Thank you, as always, for good brainfood. And you continue to have fine taste in literature (I think re: this week's bookshelf, Ms. Levy is on Team Breeder while Ms. Zink is Team Childfree).
-Sean
Ah, thank you for your thoughts on this. A colleague shared The End of Children article with me this week, so it’s been top of mind for me.
I also read In Praise of Unruly Children in Church (https://www.christiancentury.org/voices/praise-unruly-children-church) earlier this week. It offers a refreshingly open-minded pro-child perspective that feels like more and more of a rarity these days.
I think you could add to your list of what’s changed since the Brothers Grimm is the fact that women are, yes, emancipated and have more agency, but are also increasingly recognized (sometimes, at least—*sighs deeply*) as valuable contributors to society in roles that extend beyond mere childbearing. In other words (very crudely put!), perhaps women once desperately wanted children because it was one of the only ways they could be seen as having worth and value.
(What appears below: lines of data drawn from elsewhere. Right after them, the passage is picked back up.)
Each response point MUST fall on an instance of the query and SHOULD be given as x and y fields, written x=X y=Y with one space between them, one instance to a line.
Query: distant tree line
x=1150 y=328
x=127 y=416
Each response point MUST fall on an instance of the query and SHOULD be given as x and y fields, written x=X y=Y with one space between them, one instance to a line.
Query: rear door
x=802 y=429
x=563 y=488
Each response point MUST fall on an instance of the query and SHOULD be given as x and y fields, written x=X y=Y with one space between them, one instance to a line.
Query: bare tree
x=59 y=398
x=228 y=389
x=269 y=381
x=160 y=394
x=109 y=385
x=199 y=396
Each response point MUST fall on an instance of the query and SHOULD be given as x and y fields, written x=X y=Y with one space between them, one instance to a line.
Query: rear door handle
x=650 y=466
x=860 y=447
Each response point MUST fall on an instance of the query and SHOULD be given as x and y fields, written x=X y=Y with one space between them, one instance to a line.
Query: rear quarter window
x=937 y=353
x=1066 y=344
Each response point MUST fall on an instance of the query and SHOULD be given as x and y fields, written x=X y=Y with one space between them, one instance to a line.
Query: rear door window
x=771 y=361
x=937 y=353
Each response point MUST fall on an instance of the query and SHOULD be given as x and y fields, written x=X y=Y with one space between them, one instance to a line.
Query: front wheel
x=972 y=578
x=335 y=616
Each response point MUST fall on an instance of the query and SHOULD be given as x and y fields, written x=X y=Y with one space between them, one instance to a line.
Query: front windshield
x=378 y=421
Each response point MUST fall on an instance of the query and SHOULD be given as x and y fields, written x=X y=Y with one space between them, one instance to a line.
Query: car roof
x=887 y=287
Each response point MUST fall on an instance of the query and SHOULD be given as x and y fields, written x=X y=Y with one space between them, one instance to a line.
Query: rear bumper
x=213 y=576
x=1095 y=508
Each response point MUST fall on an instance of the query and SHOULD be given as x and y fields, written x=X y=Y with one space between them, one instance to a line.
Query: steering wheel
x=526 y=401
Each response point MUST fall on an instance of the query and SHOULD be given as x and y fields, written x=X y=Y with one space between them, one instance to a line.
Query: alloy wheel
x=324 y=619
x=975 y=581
Something I’m personally working on as a mom is being less apologetic for the public chaos my three little ones bring to nearly all the spaces they inhabit. I’m trying to learn to embrace it, champion it, celebrate it. For me, that starts with recognizing just how deeply I’ve been conditioned to assume a constant posture of apology for their rambunctious, spirited existence. I’m a people pleaser, and those roots run deep.
This line is a helpful reminder of the importance of uprooting those toxic frameworks: “We tend to see them as sticky nuisances instead of what they might actually be: an eternal joy, a legacy, an unfolding new life.” Thank you. Beautifully put.
Add to the list:
* Fun had not been invented yet.
* Your children were your retirement plan.